Carson Block: Short-sellers are ‘a gift to long buyers’
Activist short-seller Carson Block, the founder of Muddy Waters Research, argues that short-sellers have “been a gift to long buyers.”
“[Because] if you’re long a stock and you lend it out, you get some interest expense. And, if you’re right about the stock, which most stocks have gone up a lot in the past blah-years since the financial crisis, not only are you collecting rents for lending out your shares, but as the stock goes up, eventually, you’re getting a pop from short-sellers who capitulate and say, ‘You know what, I have to cover,'” Block told Yahoo Finance in an interview on Wednesday.
He pointed to Tesla (TSLA) and its investor base as an example of a group that benefitted from lending shares to short-sellers and collecting interest.
“It’s odd that Elon Musk goes after short-sellers so often because when you look at it today in 2021, short-sellers have been fantastic for his investors, and the investors have made even more money because of short-sellers. So it’s really a false narrative to blame short sellers on the case of Tesla for anything other than buying to cover,” he added.
The recent Reddit-fueled retail trader army that sent shares of GameStop (GME) and other so-called meme stocks to astronomical highs, scorching hedge fund short-sellers along the way and creating a “David versus Goliath” storyline has helped galvanize renewed criticism of short-selling.
According to Block, historically, it was the company management teams that “propagated the myth” about short sellers as a group “just trying to drive the stock into the ground and it’s this cabal.” Now that sentiment has spilled into the retail investor class, and it’s “actually gone kind of crazy,” Block added.
“Basically, what people need to understand is that, literally, there are probably a few billion dollars globally of assets that are dedicated to selling equities short. There are tens of trillions of dollars that are dedicated globally to going long equities. So, this constant narrative that a few billion dollars is somehow able to manipulate markets that are propped up by trillions of dollars in long assets, on its face it’s ridiculous. But unfortunately, especially in the time that we live in, when the more nefarious sounding conspiracy theories spread easily, it seems like this is kind of taking hold a little bit,” he said.
What’s more, some have suggested that short-sellers should have to disclose their short bets. In the U.S., hedge funds of a certain size have to disclose their long stock holdings 45 days after the end of each quarter in a regulatory filing known as a 13-F. Hedge funds also have to disclose their long bets in a 13-D filing if they’re acquiring more than 5% of a publicly-traded company.
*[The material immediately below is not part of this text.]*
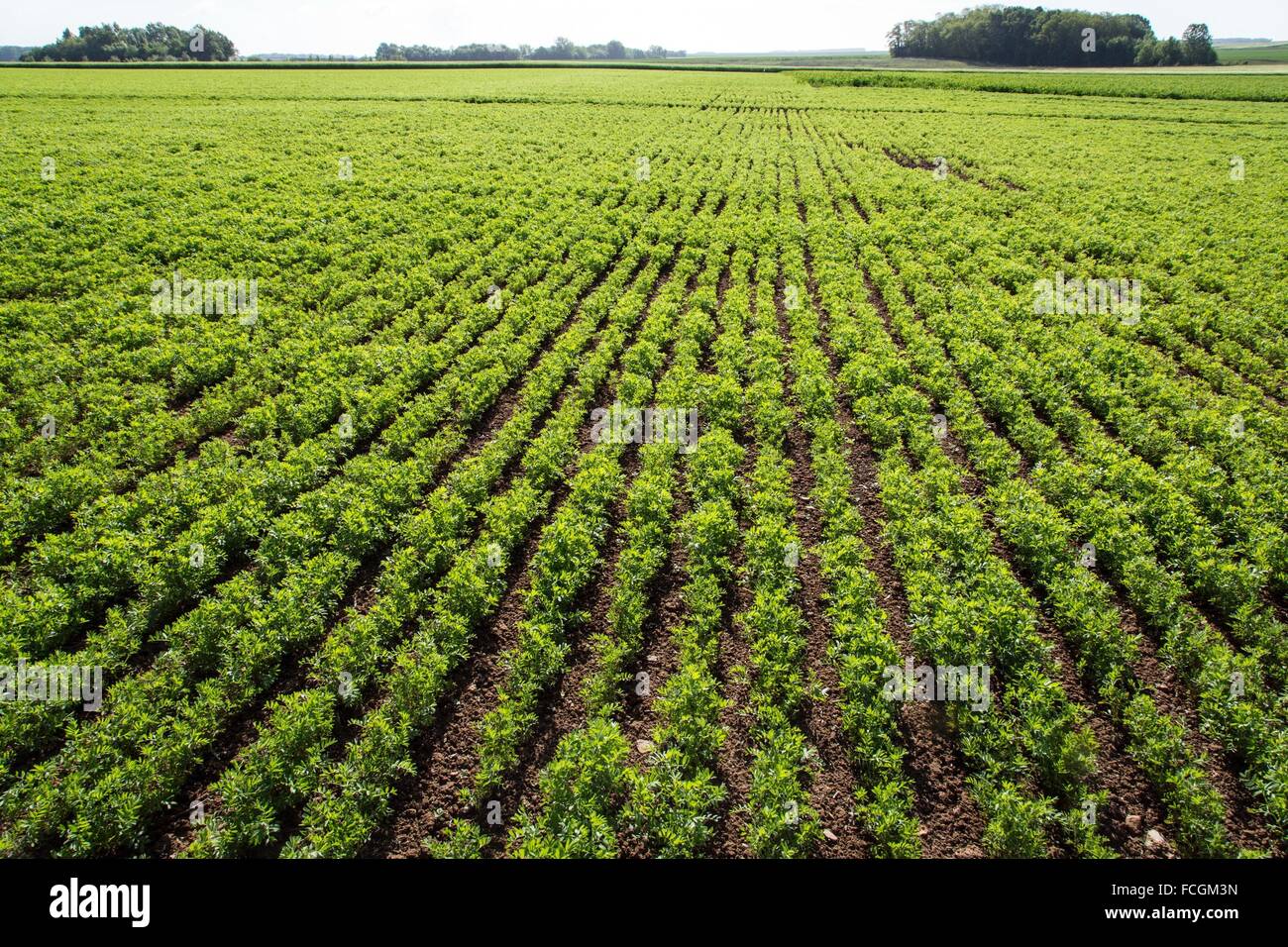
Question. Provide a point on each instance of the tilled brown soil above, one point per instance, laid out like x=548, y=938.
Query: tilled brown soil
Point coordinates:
x=733, y=667
x=951, y=822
“[The] reason, why it’s not the same thing though, is the required disclosures on the long side exists because of voting rights. So if you’re trying to take control of a company, that’s why there’s disclosure, so that investors understand that you know there’s that there’s somebody that is making a play for it might try to change the board composition, etcetera. Short sellers are not doing that.”
While for the novice retailer trader disclosing short bets might sound like a great idea, it results in “less efficient price discovery,” Block argued. The other consequence is requiring shorts to disclose positions can result in more dysfunction from corporations committing wrongdoing.
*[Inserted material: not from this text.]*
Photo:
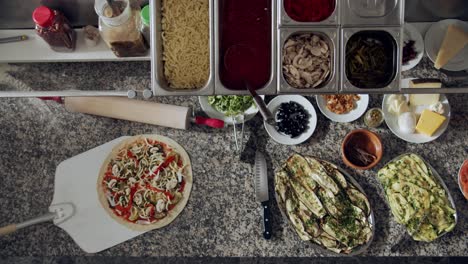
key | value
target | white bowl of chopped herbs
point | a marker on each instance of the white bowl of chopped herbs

“Requiring shorts to disclose positions makes it easier to violate reg-FD, and it’s just punishing a class of investors who make markets more efficient but are not blame for this dysfunction that’s going on,” Block said.
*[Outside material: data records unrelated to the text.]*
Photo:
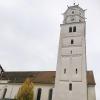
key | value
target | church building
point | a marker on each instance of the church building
(71, 80)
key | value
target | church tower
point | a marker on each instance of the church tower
(71, 82)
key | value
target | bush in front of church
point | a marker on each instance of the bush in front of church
(26, 90)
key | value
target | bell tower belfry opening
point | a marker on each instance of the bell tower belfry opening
(71, 82)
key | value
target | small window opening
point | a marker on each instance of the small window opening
(39, 94)
(74, 29)
(76, 71)
(72, 41)
(71, 51)
(70, 86)
(72, 12)
(65, 71)
(70, 29)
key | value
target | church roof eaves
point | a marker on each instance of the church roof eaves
(41, 77)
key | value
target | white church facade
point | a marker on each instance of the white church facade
(71, 80)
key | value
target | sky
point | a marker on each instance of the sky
(30, 29)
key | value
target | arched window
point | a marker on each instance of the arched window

As for the GameStop/Reddit saga, Block finds it strange that investors say short-sellers did something wrong.
“I mean, a lot of retail had real money put in their pockets squeezing the short-sellers. I mean, that opportunity does not exist without a short seller in there that didn’t manage its risk very well. So, it’s kind of like saying, you know, if you want to cure COVID take Tiger penis. I mean, it’s just not, like, there’s no relationship here really,” Block said.